THE sharemarket rose almost 1 per cent in the second day of gains, as markets recovered from last week's massive losses on hopes of a solution to Europe's debt crisis.

However, investors remained unsure whether a solution to the crisis could be found amid conflicting media reports. IG Markets' dealer Chris Weston said the local market was "delicately poised".

Investor confidence that Europe would announce fresh measures to stave off contagion of a Greek default, including expanding its European Financial Stability Fund, unravelled somewhat, he said.

The benchmark S&P/ASX200 index rose 34.9 points, or 0.87 per cent, to close at 4039.5, while the broader All Ordinaries index put on 34.2 points to 4097.7.

Patersons Securities associate director John Curtin said a rise in commodity prices overnight had kept the market in recovery mode after last week's massive losses.

Consumer discretionary stocks led the market, closing 1.4 per cent higher, with department store giant David Jones gaining 4.6 per cent to $2.93 and fellow retailer Myer rising 4.5 per cent to $2.10.

There were broad-based gains across all sectors except for health care stocks, which lost 0.2 per cent.
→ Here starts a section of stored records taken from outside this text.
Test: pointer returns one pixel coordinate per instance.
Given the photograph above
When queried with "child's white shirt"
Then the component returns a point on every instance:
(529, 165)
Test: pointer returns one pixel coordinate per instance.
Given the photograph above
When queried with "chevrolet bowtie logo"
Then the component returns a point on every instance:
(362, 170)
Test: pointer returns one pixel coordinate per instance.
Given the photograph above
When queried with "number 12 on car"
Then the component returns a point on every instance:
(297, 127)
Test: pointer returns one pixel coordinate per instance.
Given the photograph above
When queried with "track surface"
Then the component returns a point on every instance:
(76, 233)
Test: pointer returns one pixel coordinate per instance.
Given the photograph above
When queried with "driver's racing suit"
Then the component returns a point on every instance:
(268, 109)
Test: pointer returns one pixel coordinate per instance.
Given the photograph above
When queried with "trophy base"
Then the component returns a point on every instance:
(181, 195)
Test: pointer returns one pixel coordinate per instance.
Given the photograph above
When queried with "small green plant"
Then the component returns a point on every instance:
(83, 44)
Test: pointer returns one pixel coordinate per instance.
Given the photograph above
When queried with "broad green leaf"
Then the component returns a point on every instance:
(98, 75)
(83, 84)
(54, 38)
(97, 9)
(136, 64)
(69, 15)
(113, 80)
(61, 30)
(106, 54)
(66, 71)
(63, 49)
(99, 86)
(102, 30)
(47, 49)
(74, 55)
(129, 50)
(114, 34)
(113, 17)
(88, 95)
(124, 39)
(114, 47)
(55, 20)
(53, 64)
Energy stocks rose 1.4 per cent after world oil prices soared on Tuesday night, mirroring gains on world equity markets. Woodside Petroleum gained 3.5 per cent, or $1.08, to $31.94 and Santos added 3? to $11.06.

But RBS Morgans senior equities adviser Geoff Voller said trade had been sluggish and volumes relatively light given a strong lead from global markets overnight.

Turnover was 2.22 billion shares changing hands for $6.03 billion, with almost seven of every 10 stocks rising. "It was a bit of a disappointing reaction but given the uncertainty in Europe I suppose it's not too surprising," he said.

"There's just no real volume or confidence in the market," he said.

Chemical manufacturer Orica's shares jumped 3.7 per cent to $23.20 despite higher than permitted mercury vapour levels being detected around its Sydney plant.

Drilling services group Boart Longyear was the best performing stock, gaining 6.1 per cent to $2.80 while Fortescue Metals was the worst, losing 7.9 per cent to $4.52.